Robert Farley asks that question in an article in American Interest and examines how the present day would be different.
Noting the broad coalition created by President George H.W. Bush, Farley says the coalition would have been even larger and would have developed more quickly.
“But perhaps more importantly, the argument for removing the Hussein regime from power would have grown much stronger. Iraq had a legitimate diplomatic dispute with Kuwait in 1990, although Hussein’s chosen means of resolution were excessive. Iraq had no cause for war with Saudi Arabia beyond the desire for raw aggrandizement. Especially if the military campaign resulted in the defeat and destruction of the main forces of the Republican Guard and the Iraqi Army, the coalition might well have decided to finish the job and push to Baghdad,” he writes.
“With hindsight, of course, we know that the conflict would not have ended with the collapse of the Baathist government,” adds Farley.
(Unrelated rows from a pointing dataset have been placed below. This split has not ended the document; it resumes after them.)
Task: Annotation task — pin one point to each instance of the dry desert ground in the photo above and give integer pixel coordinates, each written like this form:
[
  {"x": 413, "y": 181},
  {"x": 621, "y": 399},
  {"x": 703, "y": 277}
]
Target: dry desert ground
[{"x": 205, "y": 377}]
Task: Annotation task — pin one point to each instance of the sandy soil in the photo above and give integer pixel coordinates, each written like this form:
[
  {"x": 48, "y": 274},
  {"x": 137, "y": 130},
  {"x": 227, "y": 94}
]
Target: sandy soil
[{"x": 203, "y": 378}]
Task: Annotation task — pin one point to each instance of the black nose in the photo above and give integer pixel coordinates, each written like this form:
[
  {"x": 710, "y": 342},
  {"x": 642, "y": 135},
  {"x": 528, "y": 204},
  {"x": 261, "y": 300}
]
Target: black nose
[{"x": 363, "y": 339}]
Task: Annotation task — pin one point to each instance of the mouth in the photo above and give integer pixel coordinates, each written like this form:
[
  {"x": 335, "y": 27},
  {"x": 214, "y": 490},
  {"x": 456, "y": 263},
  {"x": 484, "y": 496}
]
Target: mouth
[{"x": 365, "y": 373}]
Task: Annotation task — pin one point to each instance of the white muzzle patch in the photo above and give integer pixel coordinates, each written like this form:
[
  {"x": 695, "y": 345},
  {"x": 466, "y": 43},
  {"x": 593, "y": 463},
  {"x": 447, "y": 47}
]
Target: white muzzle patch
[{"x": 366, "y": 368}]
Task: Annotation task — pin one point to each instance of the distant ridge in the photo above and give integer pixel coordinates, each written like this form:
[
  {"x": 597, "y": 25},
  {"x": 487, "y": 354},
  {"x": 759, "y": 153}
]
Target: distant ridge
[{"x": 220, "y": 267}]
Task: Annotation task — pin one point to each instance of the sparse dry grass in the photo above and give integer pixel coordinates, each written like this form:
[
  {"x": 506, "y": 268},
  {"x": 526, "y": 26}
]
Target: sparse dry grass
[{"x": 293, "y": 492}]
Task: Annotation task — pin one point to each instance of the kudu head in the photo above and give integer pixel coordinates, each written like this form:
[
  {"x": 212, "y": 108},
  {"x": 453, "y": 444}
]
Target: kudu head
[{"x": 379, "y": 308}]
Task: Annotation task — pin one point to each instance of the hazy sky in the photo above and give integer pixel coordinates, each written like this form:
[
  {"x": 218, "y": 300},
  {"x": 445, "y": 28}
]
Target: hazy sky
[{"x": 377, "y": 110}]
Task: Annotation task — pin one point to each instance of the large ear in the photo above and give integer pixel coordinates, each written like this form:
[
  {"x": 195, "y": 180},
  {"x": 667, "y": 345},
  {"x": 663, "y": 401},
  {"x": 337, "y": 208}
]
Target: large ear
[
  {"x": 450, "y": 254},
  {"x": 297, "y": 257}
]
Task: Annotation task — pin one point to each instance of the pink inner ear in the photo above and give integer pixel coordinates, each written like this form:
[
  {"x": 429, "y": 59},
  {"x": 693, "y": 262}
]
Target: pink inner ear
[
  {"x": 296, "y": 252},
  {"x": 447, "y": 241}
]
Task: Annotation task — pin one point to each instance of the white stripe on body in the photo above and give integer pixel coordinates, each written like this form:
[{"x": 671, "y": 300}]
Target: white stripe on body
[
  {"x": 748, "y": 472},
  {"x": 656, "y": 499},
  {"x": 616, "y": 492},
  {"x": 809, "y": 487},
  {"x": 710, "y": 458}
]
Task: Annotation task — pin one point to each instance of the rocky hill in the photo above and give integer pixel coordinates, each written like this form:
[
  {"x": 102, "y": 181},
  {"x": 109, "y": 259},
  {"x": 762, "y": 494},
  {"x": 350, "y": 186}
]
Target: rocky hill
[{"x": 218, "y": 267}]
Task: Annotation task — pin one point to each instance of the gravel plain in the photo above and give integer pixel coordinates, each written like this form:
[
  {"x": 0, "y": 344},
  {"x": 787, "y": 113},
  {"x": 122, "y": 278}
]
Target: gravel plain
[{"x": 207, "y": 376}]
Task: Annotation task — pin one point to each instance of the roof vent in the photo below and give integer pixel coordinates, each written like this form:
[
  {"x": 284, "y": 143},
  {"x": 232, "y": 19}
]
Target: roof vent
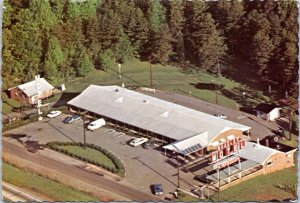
[
  {"x": 119, "y": 100},
  {"x": 165, "y": 114}
]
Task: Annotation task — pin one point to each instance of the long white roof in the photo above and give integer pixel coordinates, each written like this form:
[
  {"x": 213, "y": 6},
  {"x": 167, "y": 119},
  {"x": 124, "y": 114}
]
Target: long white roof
[
  {"x": 257, "y": 152},
  {"x": 152, "y": 114},
  {"x": 39, "y": 84}
]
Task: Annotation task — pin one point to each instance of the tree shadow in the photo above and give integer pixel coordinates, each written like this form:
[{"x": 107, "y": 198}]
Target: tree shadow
[
  {"x": 17, "y": 137},
  {"x": 65, "y": 97},
  {"x": 31, "y": 146},
  {"x": 157, "y": 172},
  {"x": 248, "y": 110},
  {"x": 208, "y": 86}
]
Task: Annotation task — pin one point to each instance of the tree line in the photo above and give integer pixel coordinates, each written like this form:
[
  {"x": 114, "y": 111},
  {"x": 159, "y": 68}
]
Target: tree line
[{"x": 63, "y": 39}]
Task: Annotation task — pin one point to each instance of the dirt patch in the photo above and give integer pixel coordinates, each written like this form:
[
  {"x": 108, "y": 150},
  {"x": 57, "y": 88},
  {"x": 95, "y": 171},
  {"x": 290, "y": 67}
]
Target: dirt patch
[{"x": 266, "y": 197}]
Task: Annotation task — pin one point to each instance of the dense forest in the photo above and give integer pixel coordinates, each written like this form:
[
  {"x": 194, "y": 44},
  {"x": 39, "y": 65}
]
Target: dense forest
[{"x": 62, "y": 39}]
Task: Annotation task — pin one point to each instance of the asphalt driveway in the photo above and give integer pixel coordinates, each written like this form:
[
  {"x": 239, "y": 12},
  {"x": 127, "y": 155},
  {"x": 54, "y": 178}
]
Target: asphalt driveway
[{"x": 143, "y": 166}]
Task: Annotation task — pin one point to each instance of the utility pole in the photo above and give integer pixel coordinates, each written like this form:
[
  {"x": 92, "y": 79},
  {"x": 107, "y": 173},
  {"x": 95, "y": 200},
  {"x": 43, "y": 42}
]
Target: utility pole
[
  {"x": 150, "y": 74},
  {"x": 178, "y": 177},
  {"x": 84, "y": 130},
  {"x": 290, "y": 123},
  {"x": 218, "y": 184}
]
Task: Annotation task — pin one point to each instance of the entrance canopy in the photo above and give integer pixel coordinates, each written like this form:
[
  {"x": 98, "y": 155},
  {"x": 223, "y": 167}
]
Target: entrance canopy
[{"x": 190, "y": 144}]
An Arab NATO Emerges In The Middle East
In response to Iran’s pursuit of dominance in the region, the Arab League nations have come together to create a “response force” of some 40,000 military professionals, which makes for some very strange bedfellows, reports Foreign Policy magazine’s James Stavridis.
The Challenge Of Prosecuting ISIS For War Crimes
Joshua Keating of Slate magazine lays out the obstacles that the United Nations faces if it attempts to prosecute members of ISIS for human rights violations.
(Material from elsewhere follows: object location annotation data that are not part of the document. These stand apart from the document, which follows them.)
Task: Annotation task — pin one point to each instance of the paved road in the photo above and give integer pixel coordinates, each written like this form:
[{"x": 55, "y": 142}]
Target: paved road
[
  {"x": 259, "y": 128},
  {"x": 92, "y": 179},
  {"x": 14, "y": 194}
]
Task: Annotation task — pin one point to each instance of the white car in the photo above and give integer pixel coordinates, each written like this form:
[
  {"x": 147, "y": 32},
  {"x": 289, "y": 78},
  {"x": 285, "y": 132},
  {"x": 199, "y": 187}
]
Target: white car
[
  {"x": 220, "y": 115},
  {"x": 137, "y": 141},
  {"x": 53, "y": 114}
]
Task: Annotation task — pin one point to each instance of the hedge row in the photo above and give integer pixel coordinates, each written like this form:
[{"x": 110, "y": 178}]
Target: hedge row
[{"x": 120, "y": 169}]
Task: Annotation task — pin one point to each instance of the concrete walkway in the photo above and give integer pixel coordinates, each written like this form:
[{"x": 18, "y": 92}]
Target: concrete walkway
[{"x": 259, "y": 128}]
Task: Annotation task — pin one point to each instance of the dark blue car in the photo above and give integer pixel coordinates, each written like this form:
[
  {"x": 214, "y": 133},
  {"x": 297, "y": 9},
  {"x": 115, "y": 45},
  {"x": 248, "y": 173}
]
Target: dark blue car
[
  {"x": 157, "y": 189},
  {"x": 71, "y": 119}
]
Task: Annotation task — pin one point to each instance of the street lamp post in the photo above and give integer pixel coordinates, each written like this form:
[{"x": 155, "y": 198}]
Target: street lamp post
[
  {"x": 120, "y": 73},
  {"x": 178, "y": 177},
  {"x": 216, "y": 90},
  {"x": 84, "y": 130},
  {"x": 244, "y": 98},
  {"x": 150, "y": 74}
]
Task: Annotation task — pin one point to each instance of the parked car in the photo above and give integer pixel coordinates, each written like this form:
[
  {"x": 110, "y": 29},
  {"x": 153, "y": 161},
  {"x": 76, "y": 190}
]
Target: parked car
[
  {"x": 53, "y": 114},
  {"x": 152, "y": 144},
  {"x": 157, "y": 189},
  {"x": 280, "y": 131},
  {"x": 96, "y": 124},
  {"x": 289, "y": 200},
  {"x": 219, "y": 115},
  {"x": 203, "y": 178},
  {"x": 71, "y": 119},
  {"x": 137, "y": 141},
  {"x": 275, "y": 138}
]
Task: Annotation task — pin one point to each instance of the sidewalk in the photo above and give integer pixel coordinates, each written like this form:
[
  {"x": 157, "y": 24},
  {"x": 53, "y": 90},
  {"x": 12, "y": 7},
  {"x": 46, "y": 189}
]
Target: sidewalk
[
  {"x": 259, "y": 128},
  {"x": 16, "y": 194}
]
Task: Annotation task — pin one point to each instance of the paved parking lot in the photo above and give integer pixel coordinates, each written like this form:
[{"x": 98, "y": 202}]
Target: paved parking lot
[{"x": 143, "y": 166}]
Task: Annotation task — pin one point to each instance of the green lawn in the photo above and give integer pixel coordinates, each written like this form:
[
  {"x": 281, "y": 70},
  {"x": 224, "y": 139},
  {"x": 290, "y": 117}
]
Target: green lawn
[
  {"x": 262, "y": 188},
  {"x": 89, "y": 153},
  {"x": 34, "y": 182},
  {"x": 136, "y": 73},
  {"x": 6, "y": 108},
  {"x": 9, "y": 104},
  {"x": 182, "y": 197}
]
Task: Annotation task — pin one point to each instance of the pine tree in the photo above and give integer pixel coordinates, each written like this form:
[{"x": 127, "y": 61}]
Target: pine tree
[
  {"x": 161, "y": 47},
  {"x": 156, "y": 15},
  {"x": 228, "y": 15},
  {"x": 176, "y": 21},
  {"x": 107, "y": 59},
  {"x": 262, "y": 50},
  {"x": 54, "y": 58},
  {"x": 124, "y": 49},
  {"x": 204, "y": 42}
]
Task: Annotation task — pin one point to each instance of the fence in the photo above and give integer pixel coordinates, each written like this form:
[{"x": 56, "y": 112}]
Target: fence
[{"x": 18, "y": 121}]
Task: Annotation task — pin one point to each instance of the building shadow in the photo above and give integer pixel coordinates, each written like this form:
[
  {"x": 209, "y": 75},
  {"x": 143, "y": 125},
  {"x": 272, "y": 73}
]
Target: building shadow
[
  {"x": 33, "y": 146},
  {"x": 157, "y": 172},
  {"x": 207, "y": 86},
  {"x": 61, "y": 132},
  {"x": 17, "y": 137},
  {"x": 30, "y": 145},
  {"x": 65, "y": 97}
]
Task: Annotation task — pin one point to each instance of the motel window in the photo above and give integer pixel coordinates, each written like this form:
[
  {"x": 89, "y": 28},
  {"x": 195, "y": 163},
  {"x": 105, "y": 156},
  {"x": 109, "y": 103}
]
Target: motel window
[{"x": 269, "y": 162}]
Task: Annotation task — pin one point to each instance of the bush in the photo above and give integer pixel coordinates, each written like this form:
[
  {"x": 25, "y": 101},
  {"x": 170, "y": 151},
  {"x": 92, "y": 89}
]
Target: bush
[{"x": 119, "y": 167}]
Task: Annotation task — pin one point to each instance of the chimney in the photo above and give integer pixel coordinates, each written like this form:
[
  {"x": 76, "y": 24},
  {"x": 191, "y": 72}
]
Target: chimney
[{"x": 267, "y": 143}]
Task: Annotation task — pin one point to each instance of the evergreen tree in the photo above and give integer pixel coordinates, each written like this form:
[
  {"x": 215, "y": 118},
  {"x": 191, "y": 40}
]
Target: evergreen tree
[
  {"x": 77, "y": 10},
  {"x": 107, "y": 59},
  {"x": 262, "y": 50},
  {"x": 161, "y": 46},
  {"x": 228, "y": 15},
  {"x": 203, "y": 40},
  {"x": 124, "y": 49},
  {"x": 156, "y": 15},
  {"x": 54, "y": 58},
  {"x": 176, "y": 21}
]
“But such a referral will be tricky. For one thing it requires the support of permanent council members Russia and China, who, while not fans of ISIS, are also not fans of violating national sovereignty in the name of human rights. (Except when they are.) Russia and China went along with the referral of Libya to the ICC in 2011, but after what they see as a disastrous NATO military intervention there, it will be a tougher sell this time around,” posits Keating.
The Consequences Of The Iran Deal
Former secretaries of state Henry Kissinger and George Shultz penned an op-ed in The Wall Street Journal in which they examine the real-world consequences of the Iran deal as it presently stands.
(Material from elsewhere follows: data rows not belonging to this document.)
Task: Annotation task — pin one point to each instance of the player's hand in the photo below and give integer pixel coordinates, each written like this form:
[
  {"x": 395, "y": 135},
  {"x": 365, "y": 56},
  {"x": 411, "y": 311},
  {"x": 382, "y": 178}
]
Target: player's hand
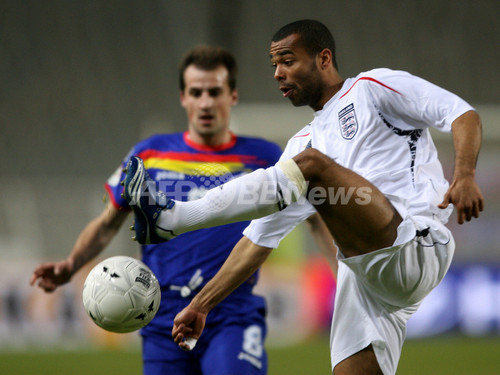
[
  {"x": 52, "y": 275},
  {"x": 188, "y": 326},
  {"x": 465, "y": 195}
]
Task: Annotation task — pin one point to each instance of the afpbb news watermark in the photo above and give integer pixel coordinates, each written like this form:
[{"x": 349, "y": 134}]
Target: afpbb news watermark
[{"x": 255, "y": 192}]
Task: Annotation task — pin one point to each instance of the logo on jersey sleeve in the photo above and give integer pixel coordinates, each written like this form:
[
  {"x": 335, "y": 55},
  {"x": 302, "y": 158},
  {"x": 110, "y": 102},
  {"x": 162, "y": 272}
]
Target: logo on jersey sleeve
[{"x": 347, "y": 122}]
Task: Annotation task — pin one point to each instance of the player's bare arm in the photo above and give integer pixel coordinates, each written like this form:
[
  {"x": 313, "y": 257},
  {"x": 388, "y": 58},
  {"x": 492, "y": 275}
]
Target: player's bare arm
[
  {"x": 463, "y": 192},
  {"x": 244, "y": 260},
  {"x": 91, "y": 241}
]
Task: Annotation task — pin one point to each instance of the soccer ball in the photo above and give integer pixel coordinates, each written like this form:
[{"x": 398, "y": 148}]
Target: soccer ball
[{"x": 121, "y": 294}]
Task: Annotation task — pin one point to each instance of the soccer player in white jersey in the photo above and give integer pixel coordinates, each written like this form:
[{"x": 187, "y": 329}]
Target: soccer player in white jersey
[{"x": 368, "y": 165}]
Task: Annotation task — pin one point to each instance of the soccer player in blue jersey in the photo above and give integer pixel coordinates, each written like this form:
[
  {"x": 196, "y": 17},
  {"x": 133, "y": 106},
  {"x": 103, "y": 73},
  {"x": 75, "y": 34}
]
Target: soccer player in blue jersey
[{"x": 186, "y": 165}]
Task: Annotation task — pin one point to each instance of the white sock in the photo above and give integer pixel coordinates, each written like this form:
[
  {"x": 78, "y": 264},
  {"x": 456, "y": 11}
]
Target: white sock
[{"x": 252, "y": 196}]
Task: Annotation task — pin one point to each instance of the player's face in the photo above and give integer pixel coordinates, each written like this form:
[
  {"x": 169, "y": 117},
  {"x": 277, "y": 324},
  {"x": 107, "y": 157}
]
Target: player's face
[
  {"x": 296, "y": 72},
  {"x": 207, "y": 100}
]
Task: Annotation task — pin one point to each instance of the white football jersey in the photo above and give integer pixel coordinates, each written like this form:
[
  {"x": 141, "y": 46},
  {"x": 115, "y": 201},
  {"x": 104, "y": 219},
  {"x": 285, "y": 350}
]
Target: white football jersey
[{"x": 377, "y": 125}]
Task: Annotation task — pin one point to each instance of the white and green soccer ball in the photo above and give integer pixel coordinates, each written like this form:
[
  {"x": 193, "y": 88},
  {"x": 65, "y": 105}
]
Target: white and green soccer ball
[{"x": 121, "y": 294}]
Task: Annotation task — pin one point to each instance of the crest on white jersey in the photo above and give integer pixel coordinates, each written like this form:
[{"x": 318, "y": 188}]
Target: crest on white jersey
[{"x": 348, "y": 123}]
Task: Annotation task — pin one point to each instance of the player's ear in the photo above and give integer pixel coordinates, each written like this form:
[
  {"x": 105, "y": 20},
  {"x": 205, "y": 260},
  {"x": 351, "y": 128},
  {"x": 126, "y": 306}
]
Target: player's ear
[
  {"x": 324, "y": 58},
  {"x": 182, "y": 98},
  {"x": 235, "y": 97}
]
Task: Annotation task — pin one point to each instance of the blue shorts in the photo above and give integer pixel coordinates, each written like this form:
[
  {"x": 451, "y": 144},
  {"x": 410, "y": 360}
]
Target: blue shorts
[{"x": 221, "y": 350}]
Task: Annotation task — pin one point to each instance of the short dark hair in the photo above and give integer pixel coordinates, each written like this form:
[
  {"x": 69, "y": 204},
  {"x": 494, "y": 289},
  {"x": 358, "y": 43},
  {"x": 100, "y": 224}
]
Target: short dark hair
[
  {"x": 314, "y": 35},
  {"x": 207, "y": 57}
]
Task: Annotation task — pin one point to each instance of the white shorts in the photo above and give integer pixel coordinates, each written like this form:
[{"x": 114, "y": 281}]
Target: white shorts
[{"x": 378, "y": 292}]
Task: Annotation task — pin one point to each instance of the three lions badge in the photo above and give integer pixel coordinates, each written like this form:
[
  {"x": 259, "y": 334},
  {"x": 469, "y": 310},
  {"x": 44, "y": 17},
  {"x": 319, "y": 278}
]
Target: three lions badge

The secretaries state that President Barack Obama and Secretary of State John Kerry deserve “respect for the commitment with which he has pursued the objective of reducing nuclear peril,” but contend that challenges lie ahead.
“The gradual expiration of the framework agreement, beginning in a decade, will enable Iran to become a significant nuclear, industrial and military power after that time,” they write. “Therefore Iran will be in a position to bolster its advanced nuclear technology during the period of the agreement and rapidly deploy more advanced centrifuges—of at least five times the capacity of the current model—after the agreement expires or is broken.”
Furthermore, Shultz and Kissinger contend that another set of problems emerges in the future because the negotiating process has created its own realities.
And, they conclude, “If the world is to be spared even worse turmoil, the U.S. must develop a strategic doctrine for the region. Stability requires an active American role. For Iran to be a valuable member of the international community, the prerequisite is that it accepts restraint on its ability to destabilize the Middle East and challenge the broader international order.”